DSP digital filtering applications can improve the quality of sensor signal acquisition.
Furthermore, another advantage of integrating an FPU into an MCU is the ability to leverage its computational capabilities within the system. For example, digital filtering applications can utilize digital algorithms to extract numerical values. Further processing of the processed signals can be achieved using hardware-accelerated digital algorithms to reprocess waveforms or data, resulting in a convenient way to improve the signal-to-noise ratio (SNR). Digital filters can also utilize computational mechanisms to optimize and provide filtering effects of varying degrees. This is useful in applications where microcontrollers are used to sense popular physiological information such as heart rate, blood oxygen levels, and exercise data, or in digital meters and smart meters. It addresses the issue of signal distortion caused by noise or environmental interference at the terminal, optimizing and compensating for the distortion, and improving the quality of the signal waveform obtained by the terminal, making it more suitable for subsequent processing or data use.

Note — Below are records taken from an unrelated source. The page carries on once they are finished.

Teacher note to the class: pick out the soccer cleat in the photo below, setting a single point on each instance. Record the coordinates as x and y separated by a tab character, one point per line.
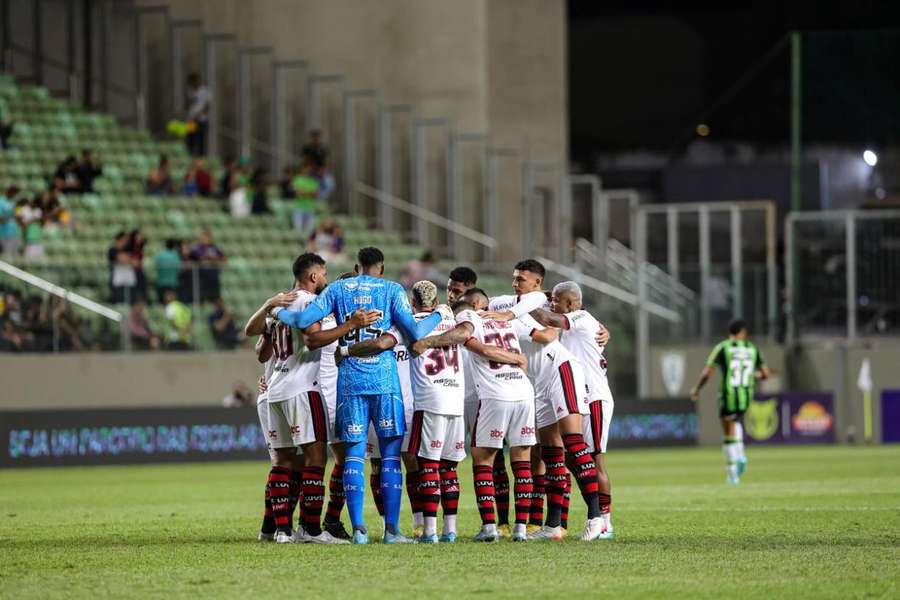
360	537
547	533
593	529
284	537
324	538
395	538
485	535
336	529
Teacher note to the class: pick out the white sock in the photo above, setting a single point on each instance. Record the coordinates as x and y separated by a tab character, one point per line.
449	524
430	525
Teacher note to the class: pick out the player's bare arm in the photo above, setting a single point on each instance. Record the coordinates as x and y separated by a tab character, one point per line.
257	323
496	354
457	335
704	377
315	337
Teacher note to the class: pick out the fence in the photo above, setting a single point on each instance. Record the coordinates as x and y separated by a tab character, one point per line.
843	273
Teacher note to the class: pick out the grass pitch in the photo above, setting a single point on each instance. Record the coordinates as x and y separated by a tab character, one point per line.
819	522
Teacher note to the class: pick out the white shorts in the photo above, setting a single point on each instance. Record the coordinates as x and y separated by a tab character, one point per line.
565	394
596	426
262	410
498	420
372	448
297	421
438	437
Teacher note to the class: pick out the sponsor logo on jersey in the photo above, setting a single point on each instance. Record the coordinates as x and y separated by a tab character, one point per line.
671	366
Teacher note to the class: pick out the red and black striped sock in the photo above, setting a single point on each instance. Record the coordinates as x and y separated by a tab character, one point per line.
536	510
375	484
484	492
501	488
429	492
449	487
412	490
555	483
279	493
268	525
605	503
335	494
522	489
585	471
313	499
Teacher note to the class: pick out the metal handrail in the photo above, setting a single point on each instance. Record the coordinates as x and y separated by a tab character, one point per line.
426	215
609	289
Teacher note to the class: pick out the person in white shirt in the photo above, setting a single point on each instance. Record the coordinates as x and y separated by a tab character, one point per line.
505	409
578	332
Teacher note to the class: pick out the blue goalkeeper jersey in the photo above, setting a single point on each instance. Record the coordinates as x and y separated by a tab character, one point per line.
371	374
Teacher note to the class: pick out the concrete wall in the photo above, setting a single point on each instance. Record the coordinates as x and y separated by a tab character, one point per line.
119	380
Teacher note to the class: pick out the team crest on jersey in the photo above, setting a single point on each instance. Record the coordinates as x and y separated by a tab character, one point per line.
672	370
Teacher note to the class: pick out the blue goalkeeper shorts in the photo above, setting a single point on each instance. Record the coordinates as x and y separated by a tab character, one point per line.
353	413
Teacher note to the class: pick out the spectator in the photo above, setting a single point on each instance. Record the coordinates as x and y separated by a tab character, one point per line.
306	188
178	323
198	112
142	337
223	327
67	174
197	180
135	248
422	269
122	278
315	152
286	185
32	219
209	259
88	170
258	183
159	179
240	396
328	241
10	236
168	266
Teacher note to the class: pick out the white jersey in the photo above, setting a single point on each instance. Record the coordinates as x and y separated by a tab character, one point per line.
269	367
296	368
544	360
327	368
496	381
438	379
579	338
401	354
519	305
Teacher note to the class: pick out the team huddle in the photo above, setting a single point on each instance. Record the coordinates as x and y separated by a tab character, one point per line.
353	367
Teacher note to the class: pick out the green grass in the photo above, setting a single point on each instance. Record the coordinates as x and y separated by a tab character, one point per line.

To optimize end-user applications, integrating hardware acceleration units into microcontrollers has become a trend. This includes not only DSPs or FPUs, but also, for example, some microcontrollers have incorporated VMUs into their architecture to handle trigonometric function numerical calculations that are crucial for motor applications, or data analysis and computation support that supports radio communication needs. This is distinct from the existing FPU floating-point hardware acceleration function and adopts a collaborative approach to accelerate the overall application performance of the microcontroller.
Interestingly, in order to target different markets and computing needs, microcontrollers not only differentiate themselves by computing clock speeds to distinguish different application scenarios and market segments based on the most practical computing performance, but also integrate the hardware acceleration units required for different applications, which has become an important dividing line for product market positioning. For example, for microcontrollers targeting the wearable computing application market, they can only integrate FPU and DSP hardware acceleration to position themselves in the market based on requirements for power consumption, sensor fusion, and component costs. In high-end microcontroller applications, there are even solutions that directly integrate hardware graphics engines to directly target the application needs of industrial human-machine interface terminals. In addition, for different market needs such as automotive electronics and IoT, there are also a variety of hardware acceleration unit configurations and combinations to meet application architectures with different integration requirements.
Another purpose of integrating DSP and FPU hardware acceleration units into a microcontroller is to add hardware acceleration units without adopting external solutions to meet hardware acceleration computing needs. Its biggest advantage lies in extreme cost optimization, because the electronic circuit board can save more board space, and the overall computing efficiency can be improved by using a single chip. At the software development level, the integrated architecture can use simple call and data transfer reprocessing to meet the data computing output performance requirements of application services. Even the finished product can use consistency debugging analysis tools to directly perform comprehensive analysis and debugging of the system, which can improve the efficiency and speed of development and design.